As we hurtle into September and find our new back to school routines, I wanted to reflect on the challenge of childcare during the summer months and what worked well this time around. I know lots of mums and dads out there come up with all sorts of creative solutions so hopefully it may be useful to some to share what worked for me.

Firstly, I’ve reframed my initial belief that I work part time, to the more accurate fact that I work full time, just non-standard hours. Even as a coach, highly conscious of the impact of language, I seem to have missed that! My husband and I have very deliberately worked towards creating a life whereby we both work flexibly and both have substantial amounts of time with our children. I think it’s important to recognize that and to not use the awful expression “I only work part-time”.
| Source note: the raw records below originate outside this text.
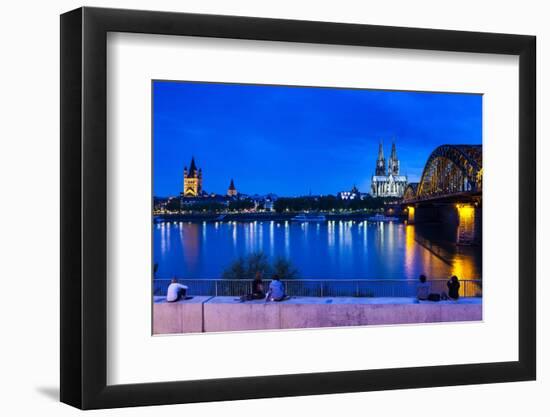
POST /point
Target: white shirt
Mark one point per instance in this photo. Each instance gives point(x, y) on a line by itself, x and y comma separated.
point(173, 289)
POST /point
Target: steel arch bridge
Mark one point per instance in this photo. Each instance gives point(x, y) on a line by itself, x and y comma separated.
point(451, 170)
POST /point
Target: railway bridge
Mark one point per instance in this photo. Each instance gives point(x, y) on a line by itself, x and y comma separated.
point(449, 192)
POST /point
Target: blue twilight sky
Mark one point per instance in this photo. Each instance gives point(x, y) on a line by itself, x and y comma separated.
point(293, 140)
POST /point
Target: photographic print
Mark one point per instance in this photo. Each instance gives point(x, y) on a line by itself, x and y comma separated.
point(289, 207)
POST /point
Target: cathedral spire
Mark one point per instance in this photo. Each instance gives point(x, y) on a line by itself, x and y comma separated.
point(192, 167)
point(380, 151)
point(381, 161)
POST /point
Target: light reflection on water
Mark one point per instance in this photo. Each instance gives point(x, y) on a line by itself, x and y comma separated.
point(331, 250)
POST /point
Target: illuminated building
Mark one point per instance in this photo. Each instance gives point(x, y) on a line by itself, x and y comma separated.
point(192, 180)
point(388, 183)
point(354, 194)
point(232, 191)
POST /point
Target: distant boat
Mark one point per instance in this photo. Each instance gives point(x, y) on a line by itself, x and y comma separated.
point(382, 218)
point(306, 217)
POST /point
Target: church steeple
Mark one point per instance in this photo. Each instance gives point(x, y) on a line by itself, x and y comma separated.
point(232, 190)
point(381, 161)
point(393, 167)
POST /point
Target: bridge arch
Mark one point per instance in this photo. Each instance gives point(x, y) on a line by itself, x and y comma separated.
point(410, 191)
point(451, 169)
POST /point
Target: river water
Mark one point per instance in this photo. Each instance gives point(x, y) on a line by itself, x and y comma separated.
point(329, 250)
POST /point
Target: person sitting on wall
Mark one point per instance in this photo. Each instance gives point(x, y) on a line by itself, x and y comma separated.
point(422, 288)
point(276, 290)
point(453, 285)
point(175, 291)
point(258, 292)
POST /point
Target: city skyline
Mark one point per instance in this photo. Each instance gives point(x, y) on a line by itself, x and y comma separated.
point(280, 139)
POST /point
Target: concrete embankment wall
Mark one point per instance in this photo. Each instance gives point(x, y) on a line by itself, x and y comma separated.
point(221, 314)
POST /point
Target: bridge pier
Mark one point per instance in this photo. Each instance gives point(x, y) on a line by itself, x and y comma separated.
point(461, 221)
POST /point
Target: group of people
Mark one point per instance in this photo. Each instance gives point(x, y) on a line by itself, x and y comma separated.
point(275, 292)
point(423, 290)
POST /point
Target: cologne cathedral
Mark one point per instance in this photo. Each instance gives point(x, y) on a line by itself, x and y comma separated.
point(388, 183)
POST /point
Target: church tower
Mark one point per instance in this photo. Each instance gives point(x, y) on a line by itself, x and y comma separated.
point(232, 191)
point(192, 180)
point(393, 165)
point(380, 162)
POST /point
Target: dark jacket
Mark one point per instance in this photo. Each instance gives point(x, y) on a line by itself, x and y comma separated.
point(453, 289)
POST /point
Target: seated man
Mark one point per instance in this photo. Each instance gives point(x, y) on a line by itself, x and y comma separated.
point(276, 290)
point(176, 291)
point(422, 288)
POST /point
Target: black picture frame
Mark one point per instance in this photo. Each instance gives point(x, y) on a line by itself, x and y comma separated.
point(84, 207)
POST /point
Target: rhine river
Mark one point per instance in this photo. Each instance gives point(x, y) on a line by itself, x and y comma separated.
point(328, 250)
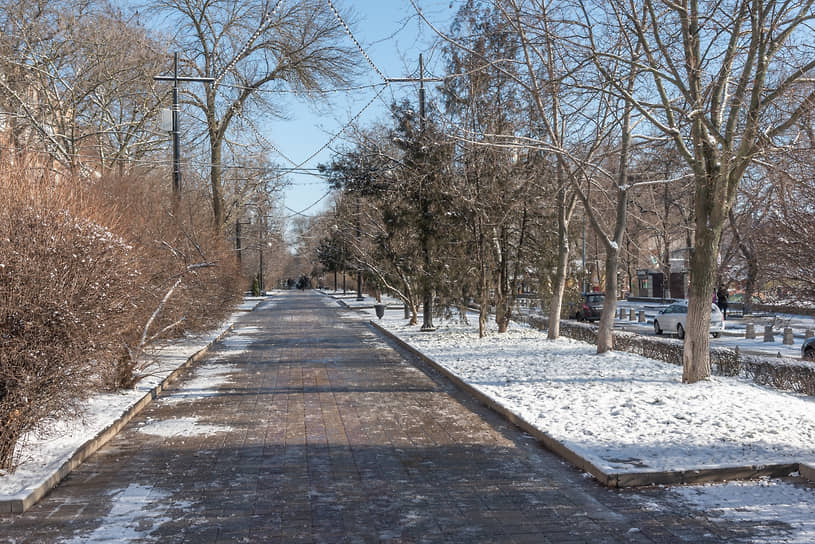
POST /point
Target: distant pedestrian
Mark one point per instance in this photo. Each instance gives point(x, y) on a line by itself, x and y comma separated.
point(721, 300)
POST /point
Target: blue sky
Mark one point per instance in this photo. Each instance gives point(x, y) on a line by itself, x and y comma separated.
point(393, 36)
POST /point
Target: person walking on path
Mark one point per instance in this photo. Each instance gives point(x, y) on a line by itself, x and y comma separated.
point(721, 300)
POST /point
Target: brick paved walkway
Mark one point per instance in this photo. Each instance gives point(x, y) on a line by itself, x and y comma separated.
point(321, 432)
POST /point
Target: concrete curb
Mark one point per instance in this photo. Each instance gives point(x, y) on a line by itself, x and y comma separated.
point(610, 479)
point(19, 504)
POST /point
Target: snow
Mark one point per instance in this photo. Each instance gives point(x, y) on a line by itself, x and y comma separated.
point(41, 454)
point(765, 501)
point(127, 519)
point(184, 427)
point(623, 412)
point(627, 413)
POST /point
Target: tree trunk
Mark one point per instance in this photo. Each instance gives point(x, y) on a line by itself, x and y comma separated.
point(696, 353)
point(565, 207)
point(605, 329)
point(216, 184)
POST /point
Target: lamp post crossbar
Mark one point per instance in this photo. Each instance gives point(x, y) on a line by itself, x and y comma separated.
point(175, 78)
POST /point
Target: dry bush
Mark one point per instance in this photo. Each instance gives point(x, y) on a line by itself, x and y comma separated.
point(83, 269)
point(189, 271)
point(63, 305)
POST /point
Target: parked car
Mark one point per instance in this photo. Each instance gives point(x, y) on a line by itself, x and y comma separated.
point(591, 307)
point(673, 319)
point(808, 349)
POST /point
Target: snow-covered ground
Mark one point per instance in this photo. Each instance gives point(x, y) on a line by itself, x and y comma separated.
point(40, 454)
point(628, 413)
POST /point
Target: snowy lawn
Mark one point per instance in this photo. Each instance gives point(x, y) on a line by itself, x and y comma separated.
point(622, 412)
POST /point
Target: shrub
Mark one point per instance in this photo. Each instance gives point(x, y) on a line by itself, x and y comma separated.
point(64, 312)
point(84, 268)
With that in mind, as we approached our second summer of having school aged kids, 8 weeks stretched before us and the on-going question of childcare. I haven’t yet reached the point where I can’t wait for the kids to be back in school. I love a varied routine so summer time simply gives us new options. The grind of the school run (back to school traffic anyone?) is not that appealing and I like the way kids really develop over the summer break as they experience new things.

Despite all that, it’s still challenging to be self-employed and to find the right balance during the summer months.  They say it takes a village to raise a child, and I believe it takes a village to raise a career only that village extends in the summer holidays! We tried different types of camps this summer with more opening up to us as the youngest is now 4. It was interesting to watch my daughters handle being put in different environments, sometimes having pals with them but often going in solo. I won’t lie, my stomach clenched every time thinking they wouldn’t have anyone to play with, but they are brilliant kids and not only did they navigate it all, they did it with little to no drama.  They have grown hugely in confidence over the summer and it’s a joy to watch.
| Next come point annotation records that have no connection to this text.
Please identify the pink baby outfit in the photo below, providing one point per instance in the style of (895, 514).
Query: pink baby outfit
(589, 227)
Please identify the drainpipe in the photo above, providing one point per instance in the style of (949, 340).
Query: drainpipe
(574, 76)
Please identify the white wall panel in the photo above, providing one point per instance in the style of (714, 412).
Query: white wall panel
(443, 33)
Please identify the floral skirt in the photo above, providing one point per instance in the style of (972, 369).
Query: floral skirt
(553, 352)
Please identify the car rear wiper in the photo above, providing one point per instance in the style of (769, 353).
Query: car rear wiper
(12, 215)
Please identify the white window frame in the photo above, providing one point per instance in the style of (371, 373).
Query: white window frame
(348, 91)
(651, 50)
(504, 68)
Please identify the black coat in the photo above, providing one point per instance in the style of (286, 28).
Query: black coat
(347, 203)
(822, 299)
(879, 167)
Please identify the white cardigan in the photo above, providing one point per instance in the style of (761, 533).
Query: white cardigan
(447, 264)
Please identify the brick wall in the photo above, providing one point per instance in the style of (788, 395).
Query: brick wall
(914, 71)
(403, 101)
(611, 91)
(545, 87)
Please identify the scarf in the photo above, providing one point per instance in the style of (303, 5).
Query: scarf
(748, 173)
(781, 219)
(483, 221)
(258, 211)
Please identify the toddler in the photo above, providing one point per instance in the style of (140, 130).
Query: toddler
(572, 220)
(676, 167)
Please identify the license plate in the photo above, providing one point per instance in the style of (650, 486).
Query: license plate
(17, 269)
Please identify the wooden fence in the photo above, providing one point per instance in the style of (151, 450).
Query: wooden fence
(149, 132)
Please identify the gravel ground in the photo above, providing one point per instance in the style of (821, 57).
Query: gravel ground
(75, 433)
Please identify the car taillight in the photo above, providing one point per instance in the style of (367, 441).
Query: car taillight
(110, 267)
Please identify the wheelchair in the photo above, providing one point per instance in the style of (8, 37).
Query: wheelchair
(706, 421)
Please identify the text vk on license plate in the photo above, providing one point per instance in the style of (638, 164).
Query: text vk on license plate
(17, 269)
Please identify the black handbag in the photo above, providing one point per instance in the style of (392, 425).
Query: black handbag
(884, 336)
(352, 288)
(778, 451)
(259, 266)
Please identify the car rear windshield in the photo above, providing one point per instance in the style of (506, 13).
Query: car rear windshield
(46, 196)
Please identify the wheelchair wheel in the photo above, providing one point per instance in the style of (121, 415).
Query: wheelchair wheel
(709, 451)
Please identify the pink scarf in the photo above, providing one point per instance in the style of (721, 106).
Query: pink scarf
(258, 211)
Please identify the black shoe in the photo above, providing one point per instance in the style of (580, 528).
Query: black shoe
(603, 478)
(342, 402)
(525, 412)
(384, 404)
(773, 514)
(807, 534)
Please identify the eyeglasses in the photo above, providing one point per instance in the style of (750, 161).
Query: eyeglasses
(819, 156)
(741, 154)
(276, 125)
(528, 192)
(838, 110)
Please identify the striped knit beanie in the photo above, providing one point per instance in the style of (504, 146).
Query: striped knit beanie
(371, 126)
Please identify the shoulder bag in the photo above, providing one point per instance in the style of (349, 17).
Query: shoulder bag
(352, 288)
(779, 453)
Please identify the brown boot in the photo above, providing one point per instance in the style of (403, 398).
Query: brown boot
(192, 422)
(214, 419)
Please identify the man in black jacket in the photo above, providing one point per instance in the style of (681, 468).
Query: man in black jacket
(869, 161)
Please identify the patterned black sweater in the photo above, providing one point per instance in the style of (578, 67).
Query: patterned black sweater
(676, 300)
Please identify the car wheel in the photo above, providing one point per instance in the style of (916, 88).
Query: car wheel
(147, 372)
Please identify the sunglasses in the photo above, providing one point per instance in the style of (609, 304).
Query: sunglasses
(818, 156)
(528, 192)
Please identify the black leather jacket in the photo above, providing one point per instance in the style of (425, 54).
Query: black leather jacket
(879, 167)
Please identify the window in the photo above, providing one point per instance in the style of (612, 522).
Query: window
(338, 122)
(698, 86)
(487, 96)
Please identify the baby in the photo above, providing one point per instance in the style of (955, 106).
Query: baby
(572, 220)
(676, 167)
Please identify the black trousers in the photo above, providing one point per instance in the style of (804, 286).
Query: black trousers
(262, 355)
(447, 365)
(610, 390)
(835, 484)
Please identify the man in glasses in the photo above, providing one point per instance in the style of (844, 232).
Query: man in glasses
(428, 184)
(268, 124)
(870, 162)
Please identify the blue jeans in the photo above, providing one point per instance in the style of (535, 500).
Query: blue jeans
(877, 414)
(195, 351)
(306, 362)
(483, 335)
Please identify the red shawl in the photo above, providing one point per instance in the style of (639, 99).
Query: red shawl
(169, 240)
Granny & Grandad played a blinder in helping us out. The girls got to go to Wexford a few times where it’s a simple diet of buckets, spades and ice-cream.  I worked hard on not being the sugar-police but it’s definitely a challenge and one of those times where as a parent you just have to accept the compromise!

My sister is on maternity leave with her second baby and so we tag-teamed a bit.  She’d mind mine and I’d mind hers to allow each other to work or simply to get some things done that are easier without smallies in tow.  There is something very special about a cousin. Almost as close as a sibling and yet the small irritations a sibling can dole out don’t seem to apply as much to cousins. There was a lot of ‘mammying’ the ‘baby’ by little ones still babies themselves but seeing themselves as so much older.  I think the summer break allows for these relationships to flourish and bed down the foundation of what will be lifelong friendship. Not to mention how easy it is to have your sister mind your children knowing she will treat them as her own. Worry-free childcare is priceless.

The Barter System aka bribery! My girls are 7 and 4 so still young but old enough to understand how to cut a deal. I worked out a while ago that begging them to be quiet if I needed 20 minutes of silence while on a client call simply doesn’t work.  But they do respond to being set challenges. I’ll tell them that a certain amount of tasks need to be done quietly over the next 30 minutes (use of oven timer is my top tip!) and then there will be a reward. The 7 year old thrives on this approach, diligently writing down both her and her sister’s tasks and taking great satisfaction in ticking them off. Happy & Quiet kids = Productive Client Call!

Our lovely teenage neighbours also stepped in to babysit while I either worked in the house or popped out to meet a client. I do a lot of online coaching from home and so this childcare option is ideal for that.  I remember looking up to older girls when I was a child and it has been fun to watch my daughters gaze in awe at their bright nail varnish and pierced ears wanting to be them when they grow up. Teenagers are brilliant with kids. Not so old as to be boring and still young enough to be good at playing. 

And finally, being authentic with my clients is a big part of how I find my balance.  It’s not so long ago people were terrified to mention their kids at work in case they’d be seen as ‘just a mom’ but these days I have no problem saying ‘I’ll drop my kids off at camp and meet you after” and there is huge comfort in being transparent. I’d love to see more parents feeling they could express their needs more honestly and not feel judged for being in some way less.